Loved the recipe, but had to change up a bit. Next time I will pre-cook rice, (rice was not thoroughly cooked), and add corn. I added 8-oz. tomato sauce, 1 tsp. garlic powder, 1 tsp. onion powder, 1 tsp. Italian seasoning, 1 tsp. sugar, 3 tsp. of worcestershire sauce, topped with Italian bread crumbs. Yum !!!!
These were quite easy to make and the coloured peppers looked lovely on our plates. I needed to use a bit more water than shown on the recipe, to cook the rice, but just kept adding more until it was tender. For a bit of spice, I added some chopped chillies as well as some fresh rosemary from our garden.
I added spicy rotel in place of the diced tomatoes. I also added some chopped jalapenos and a few tsp of hot sauce.
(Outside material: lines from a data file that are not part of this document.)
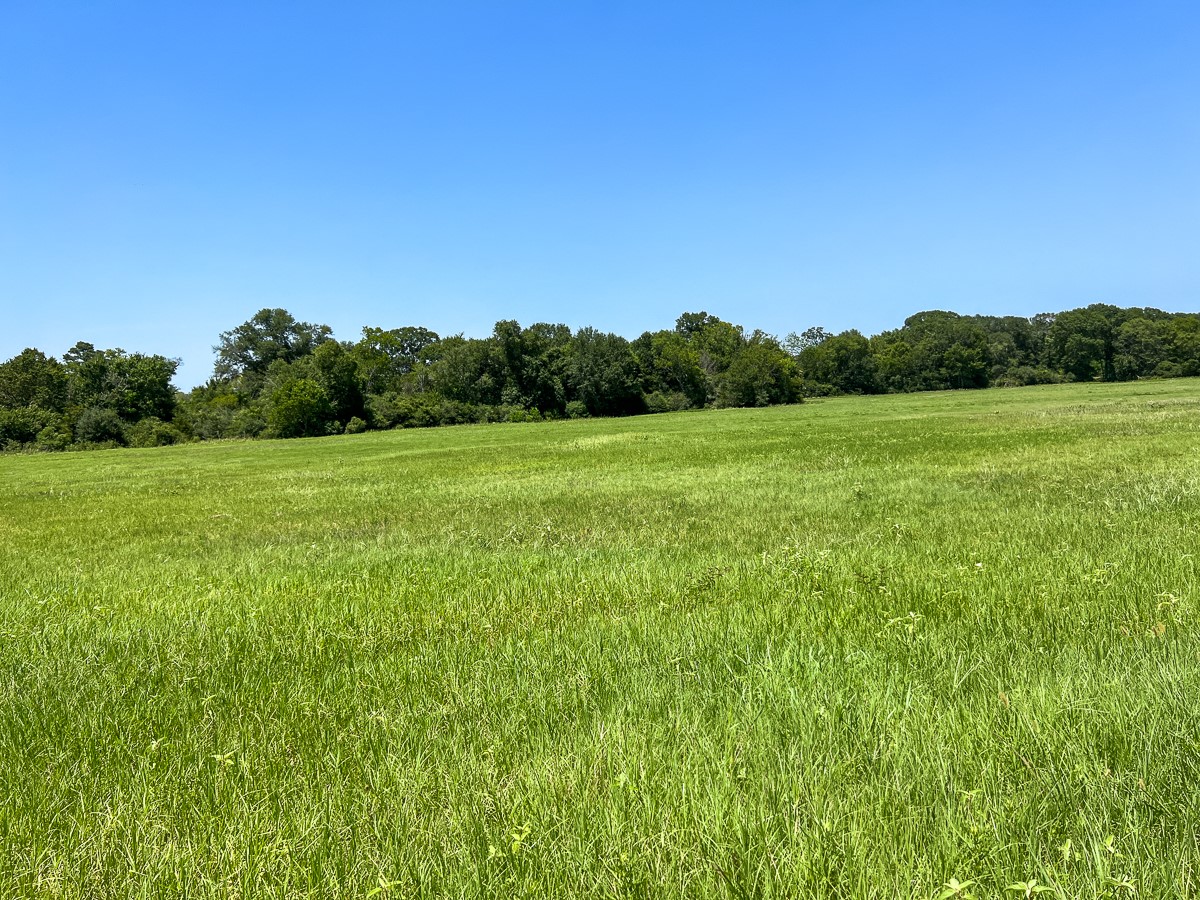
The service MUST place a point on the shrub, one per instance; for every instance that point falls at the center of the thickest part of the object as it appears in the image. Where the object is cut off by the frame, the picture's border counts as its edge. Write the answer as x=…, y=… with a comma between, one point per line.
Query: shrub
x=23, y=425
x=53, y=438
x=153, y=431
x=97, y=425
x=666, y=402
x=246, y=423
x=299, y=409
We like things spicy around here.
Got this same recipe out of the Better Homes and Garden cookbook many years ago and have been using ever since. I use canned diced tomatoes with oregano, garlic, and basil instead of adding dried spices. Also use minute rice. Turns out great!
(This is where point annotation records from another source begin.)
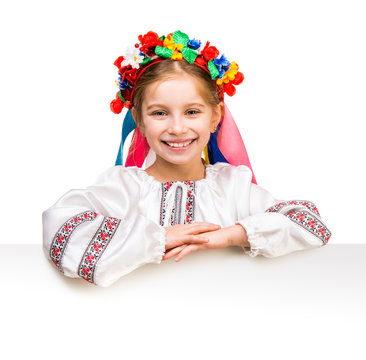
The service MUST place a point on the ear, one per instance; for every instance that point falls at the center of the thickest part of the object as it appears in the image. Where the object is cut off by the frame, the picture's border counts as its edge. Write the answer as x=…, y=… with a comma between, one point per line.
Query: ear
x=217, y=116
x=139, y=124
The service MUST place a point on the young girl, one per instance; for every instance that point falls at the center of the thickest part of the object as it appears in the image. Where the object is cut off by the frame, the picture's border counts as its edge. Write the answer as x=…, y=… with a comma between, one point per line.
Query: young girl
x=174, y=87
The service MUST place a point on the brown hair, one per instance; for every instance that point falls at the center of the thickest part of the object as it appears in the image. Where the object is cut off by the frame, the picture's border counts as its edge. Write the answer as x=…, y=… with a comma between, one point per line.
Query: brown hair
x=165, y=70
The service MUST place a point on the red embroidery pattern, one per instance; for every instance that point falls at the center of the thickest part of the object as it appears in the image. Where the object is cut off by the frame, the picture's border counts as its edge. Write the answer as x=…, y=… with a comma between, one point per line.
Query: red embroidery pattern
x=96, y=248
x=308, y=218
x=308, y=204
x=189, y=207
x=189, y=214
x=63, y=235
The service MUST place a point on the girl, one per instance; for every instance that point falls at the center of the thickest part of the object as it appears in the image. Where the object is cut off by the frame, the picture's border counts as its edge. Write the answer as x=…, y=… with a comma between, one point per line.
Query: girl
x=174, y=87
These days I'm a little hesitant to rate recipes because I don't ever follow them exactly, I just find the one that suits me the best and then I use it merely as a guide line. This recipe is the one I used as a guide line for dinner last night and I was really pleased. Instead of canned tomatoes I used a mixture of tomato sauce and ketchup...some Worcestershire sauce...some garlic powder...some Italian seasoning...I browned the meat with some dried onion and fresh garlic...I used a microwave pouch of rice...You see where I'm going here...but this is the first time I parboiled the green peppers per your instructions and I was like "Aha!" this helped a lot! Also I used shredded parmesan both in the mixture and on top. Thank you for this recipe!
These were very good. I had some large green peppers and knew I was going to make stuffed peppers with them. I chose your recipe and am very glad I did. I doubled the meat ingredients, filled the 6 (very large) peppers and put the remaining mixture in a casserole. We loved these. The peppers were nice and thouroughly cooked. Thank you for sharing we will use this recipe again.
I've made a number of stuffed peppers over the years and these are by far the best. My DH who doesn't like green peppers and usually only eats the stuffing, ate the whole thing. This recipe is definitely a keeper.
Excellent! My alterations: red and orange bell peppers instead of green; chicken instead of beef; minced dried onion instead of fresh (less dried onion than is called for with fresh); Italian stewed tomatoes instead of plain diced tomatoes; mozzarella cheese instead of cheddar. Two thumbs up from very picky DH!!! It's going on my permanent rotation! BTW, it takes at least 50 minutes just for cooking rice and bake time. Then add prep time and browning meat. Red & orange bells make it a sweeter dish! Absolutely superb!
Thanks for sharing the great recipe. I added Puerto Rican spices to it and my guys were blown away and want me to make it again. I left out Worcestershire sauce and added Adobo, Sazon, Sofrito, a little bit of fresh baby spinach and fresh minced garlic. Also used green and red bell peppers.
This is absolute comfort food. My best friend's sister made these for our dinner party, and they were yummy!!! And...I have one for lunch today, so this makes me quite happy! We added a bit more worcestershire sauce in lieu of extra salt, perfect! Thank you for the great recipe!